Achieving “beer clean”

Beer lovers tend to pick out their drinking holes based on a range of criteria – selection of beers available, how well maintained the beer lines are, the level of staff knowledge and indeed, the cleanliness of the glassware. But how do you ensure your glasses at home are certified as beer clean?

No, this is not apple juice, wine or cider. This is beer in a glass that’s been washed with dirty dishes

Well the first step is to break the habit of washing them in the dishwasher with your milk-coated cereal bowl, your butter knife and the plate you had those deep fried chicken wings on. It’s a pain, for sure, but to guarantee beer clean glasses, they have to be washed separately – and ideally by hand.

In bars you might see a dedicated glass washing machine or a sink-top Spülboy, an ingenious two-vessel cleaning system that uses minimal water and no electricity. But only the most obsessive (and wealthy) beer lovers invest in one for their home. Instead, opt for the two-sink system – the first filled with warm water and suds-free detergent and a second with cool, clean rinse water that’s getting regularly drained and replaced. After washing the glass with a long-handled brush (one that never gets used for washing pots, pans or plates), rinse the glass and then leave it to dry. Glasses should be dried rim down on a rack that allows for air flow and never dried with a cloth. Flecks of lint? Yes – they cause nucleation points too. Plus smelly old drying rags can make you glass – and therefore your beer – smell like wet dog.

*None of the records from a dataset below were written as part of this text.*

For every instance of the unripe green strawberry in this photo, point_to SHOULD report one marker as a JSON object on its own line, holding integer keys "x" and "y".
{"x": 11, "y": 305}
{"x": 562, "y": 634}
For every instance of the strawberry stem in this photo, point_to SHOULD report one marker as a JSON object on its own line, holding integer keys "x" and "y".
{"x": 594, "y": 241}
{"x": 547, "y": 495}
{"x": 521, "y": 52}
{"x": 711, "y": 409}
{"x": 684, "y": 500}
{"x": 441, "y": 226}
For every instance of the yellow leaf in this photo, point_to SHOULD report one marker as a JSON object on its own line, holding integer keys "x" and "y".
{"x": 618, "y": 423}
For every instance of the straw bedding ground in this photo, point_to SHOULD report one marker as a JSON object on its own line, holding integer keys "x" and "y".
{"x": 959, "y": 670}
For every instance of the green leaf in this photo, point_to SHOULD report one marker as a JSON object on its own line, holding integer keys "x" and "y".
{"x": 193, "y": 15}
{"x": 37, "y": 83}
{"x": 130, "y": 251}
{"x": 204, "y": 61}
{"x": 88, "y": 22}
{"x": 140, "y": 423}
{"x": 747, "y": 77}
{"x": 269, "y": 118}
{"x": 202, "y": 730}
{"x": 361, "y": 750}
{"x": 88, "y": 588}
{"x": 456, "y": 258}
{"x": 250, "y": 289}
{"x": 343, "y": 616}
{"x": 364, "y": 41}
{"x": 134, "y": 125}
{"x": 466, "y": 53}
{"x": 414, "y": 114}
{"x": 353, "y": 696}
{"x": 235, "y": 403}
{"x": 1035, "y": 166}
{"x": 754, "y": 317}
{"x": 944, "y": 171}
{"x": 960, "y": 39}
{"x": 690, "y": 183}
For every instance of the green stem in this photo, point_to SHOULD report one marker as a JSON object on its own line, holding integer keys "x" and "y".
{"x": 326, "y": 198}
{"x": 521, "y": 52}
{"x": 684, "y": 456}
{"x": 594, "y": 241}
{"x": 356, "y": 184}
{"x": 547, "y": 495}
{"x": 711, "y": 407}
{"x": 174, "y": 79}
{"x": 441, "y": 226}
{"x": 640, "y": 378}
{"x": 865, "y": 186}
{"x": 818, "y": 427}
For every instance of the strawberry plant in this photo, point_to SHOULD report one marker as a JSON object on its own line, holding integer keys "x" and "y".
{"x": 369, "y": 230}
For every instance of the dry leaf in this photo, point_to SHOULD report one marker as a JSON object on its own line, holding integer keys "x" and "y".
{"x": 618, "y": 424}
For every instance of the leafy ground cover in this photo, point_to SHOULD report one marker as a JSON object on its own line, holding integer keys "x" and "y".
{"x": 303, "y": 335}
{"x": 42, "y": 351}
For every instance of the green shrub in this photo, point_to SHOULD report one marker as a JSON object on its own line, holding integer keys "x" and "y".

If you think your glassware is beer-grade, try one of these tests. Fill a glass with water and as you pour it out, watch how it empties. Does the water run off in one neat sheet? Then it’s beer clean. But if there are droplets and areas of webbing, you might want to get that glass back into the sink before you fill it with heard-earned beer. A fun way to check your glass-cleaning ability is the salt test. Rinse a glass and leave the inside wet, then sprinkle salt evenly around the interior. If there are patches where the salt won’t adhere, you have yourself an unclean glass; if the salt sticks, your glass is beer clean. Well, it was at least, before you tipped salt into it…

For a beer to make it into your fridge, it has gone through a range of expert processes conducted by expert farmers, maltsters, brewers and more. All you have to do is pour it out and drink it, so don’t mess up your only role with a glass that isn’t up to the job. And don’t let a bar or restaurant get away with it either. They might not even know there’s anything wrong with a glass that looks like the ones in these photos, so bookmark this post and whip it out in times of need. Together we can make the world a better place. And I’m pretty sure that starts with making sure the glass you drink from is clean enough to pour a beer into.